Dengan ditambahnya malam tadi, genap seminggu aku memimpikannya tiap malam. Dan mungkin tadi malam adalah puncaknya. Akhirnya saat itu tiba juga. Bibirku bergerak begitu saja mengucap kalimat yang telah lama tak bisa kuluapkan. Dalam gandengan tanganku saat itu, dia terpaku sejenak setelah mendengar kalimat yang barusan kuucap. Kalimat yang berupa pertanyaan tentang sebuah kesediaan. Ditatapnya mataku dalam-dalam, lalu berkata, "Kamu yakin?". Aku mengangguk. "Baiklah, kita jalani saja." Lanjutnya lagi.
Aku melayang mendengar jawabannya. Melayang begitu tinggi, terlalu tinggi, saking tingginya aku tidak bisa mengendalikan diriku dan terjatuh. Aku tersadar. Carut-marut keluar dalam mulutku, kekesalan yang tak bisa tertampung lagi sudah tumpah tak terkendali.
Aku tak tahan lagi hanya memilikinya dalam mimpi. Gelora dalam dadaku menyuarakan agar aku segera bergerak cepat. Tekadku sudah bulat.
***
Pagi ini terlalu cerah, membuatku gerah. Mungkin suhu terlalu panas, atau aku yang memang terlalu berapi-api. Sesuai harapan, perempuan itu muncul lagi di hadapanku, dan akan berjalan melewatiku. Kali ini aku tidak akan menyia-nyiakan kesempatan lagi.

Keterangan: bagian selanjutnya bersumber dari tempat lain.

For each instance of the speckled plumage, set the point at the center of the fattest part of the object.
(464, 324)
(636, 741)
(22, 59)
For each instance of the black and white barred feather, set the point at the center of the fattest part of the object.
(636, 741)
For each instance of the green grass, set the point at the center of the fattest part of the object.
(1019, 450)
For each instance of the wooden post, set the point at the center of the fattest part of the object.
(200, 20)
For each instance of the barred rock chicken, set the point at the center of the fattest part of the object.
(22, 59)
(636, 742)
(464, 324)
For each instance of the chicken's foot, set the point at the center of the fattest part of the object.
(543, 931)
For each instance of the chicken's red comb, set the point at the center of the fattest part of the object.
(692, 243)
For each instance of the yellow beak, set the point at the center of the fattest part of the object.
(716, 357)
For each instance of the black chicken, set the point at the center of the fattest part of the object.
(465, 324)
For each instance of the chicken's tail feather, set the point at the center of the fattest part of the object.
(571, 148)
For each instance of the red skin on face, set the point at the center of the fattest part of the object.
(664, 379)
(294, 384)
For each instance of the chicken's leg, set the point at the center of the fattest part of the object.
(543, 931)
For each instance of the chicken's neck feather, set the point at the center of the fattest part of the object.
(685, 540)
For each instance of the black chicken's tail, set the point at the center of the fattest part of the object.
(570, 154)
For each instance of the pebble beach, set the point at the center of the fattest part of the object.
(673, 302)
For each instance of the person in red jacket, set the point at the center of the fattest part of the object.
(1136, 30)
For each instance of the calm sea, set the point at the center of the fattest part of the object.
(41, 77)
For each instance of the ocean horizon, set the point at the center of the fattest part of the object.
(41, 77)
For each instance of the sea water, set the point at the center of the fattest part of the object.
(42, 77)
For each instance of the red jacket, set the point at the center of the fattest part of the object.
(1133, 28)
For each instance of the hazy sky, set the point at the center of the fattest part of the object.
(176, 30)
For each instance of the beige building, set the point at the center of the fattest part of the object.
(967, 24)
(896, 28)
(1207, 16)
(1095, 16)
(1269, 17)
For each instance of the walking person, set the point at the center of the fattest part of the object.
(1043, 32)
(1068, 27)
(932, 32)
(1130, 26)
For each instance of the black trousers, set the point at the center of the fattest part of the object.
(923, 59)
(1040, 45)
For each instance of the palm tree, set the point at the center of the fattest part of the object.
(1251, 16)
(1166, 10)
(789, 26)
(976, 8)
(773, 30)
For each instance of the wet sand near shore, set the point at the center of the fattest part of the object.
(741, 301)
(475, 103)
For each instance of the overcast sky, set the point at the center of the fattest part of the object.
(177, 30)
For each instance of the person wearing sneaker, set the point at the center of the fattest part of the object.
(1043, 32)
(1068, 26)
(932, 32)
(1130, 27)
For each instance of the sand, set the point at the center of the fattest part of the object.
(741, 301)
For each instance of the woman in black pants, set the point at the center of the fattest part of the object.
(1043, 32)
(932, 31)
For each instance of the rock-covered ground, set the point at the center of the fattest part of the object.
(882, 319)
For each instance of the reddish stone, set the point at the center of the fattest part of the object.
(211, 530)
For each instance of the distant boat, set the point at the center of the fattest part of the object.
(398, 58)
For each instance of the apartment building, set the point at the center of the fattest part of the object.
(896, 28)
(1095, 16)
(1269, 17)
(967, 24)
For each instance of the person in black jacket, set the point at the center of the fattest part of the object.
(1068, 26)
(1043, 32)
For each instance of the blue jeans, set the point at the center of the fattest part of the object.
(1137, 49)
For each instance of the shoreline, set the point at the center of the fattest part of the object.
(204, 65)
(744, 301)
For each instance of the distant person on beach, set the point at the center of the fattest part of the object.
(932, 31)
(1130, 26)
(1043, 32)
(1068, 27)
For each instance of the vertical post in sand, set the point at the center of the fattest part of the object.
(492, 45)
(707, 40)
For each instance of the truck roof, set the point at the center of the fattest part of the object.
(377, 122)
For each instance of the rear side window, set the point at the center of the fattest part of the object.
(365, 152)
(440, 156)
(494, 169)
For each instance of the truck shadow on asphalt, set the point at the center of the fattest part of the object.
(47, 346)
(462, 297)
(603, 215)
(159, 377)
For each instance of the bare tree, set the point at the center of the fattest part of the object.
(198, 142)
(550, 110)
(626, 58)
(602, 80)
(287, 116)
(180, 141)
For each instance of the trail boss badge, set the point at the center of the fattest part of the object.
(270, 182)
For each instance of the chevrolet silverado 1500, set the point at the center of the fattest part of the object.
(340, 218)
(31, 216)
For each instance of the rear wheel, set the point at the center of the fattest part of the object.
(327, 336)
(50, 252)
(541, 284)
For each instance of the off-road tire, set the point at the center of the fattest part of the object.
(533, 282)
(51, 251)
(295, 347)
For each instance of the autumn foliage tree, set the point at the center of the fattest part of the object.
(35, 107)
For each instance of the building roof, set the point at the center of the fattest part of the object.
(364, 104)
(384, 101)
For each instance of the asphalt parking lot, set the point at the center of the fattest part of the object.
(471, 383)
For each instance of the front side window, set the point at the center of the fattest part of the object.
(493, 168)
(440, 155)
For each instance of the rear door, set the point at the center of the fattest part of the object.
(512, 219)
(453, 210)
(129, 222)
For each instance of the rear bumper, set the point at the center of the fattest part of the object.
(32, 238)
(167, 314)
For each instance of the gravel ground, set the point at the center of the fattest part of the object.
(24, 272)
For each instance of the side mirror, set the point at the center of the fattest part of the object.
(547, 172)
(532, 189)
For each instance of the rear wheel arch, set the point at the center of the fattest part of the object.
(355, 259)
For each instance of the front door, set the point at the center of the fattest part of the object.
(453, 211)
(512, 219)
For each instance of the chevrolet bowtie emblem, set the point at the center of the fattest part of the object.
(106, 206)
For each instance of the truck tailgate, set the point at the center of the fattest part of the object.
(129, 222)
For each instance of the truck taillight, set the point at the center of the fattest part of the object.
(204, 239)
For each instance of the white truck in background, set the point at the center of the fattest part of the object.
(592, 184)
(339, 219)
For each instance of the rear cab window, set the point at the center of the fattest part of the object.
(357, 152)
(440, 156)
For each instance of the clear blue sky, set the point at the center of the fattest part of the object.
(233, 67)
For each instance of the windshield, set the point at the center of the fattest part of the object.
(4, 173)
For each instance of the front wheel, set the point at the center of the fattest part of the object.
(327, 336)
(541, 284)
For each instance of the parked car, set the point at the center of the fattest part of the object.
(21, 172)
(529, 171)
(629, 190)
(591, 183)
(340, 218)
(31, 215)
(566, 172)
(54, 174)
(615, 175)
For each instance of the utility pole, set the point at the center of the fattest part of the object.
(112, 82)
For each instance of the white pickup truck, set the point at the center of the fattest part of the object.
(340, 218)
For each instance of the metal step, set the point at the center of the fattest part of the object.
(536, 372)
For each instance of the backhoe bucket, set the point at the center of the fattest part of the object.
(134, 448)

"Hai... Aku Andi." Ucapku sambil mengulurkan tangan di hadapannya. Aku takut dia merasa risih dengan cara langsung-ku ini dan enggan menyambut tanganku.
Ternyata dugaanku salah.
Dia menyambut tanganku,
"Hai..." Jawabnya sambil menebar senyum mempesona itu.
Senyum yang sama seperti yang kulihat di mimpi pertama.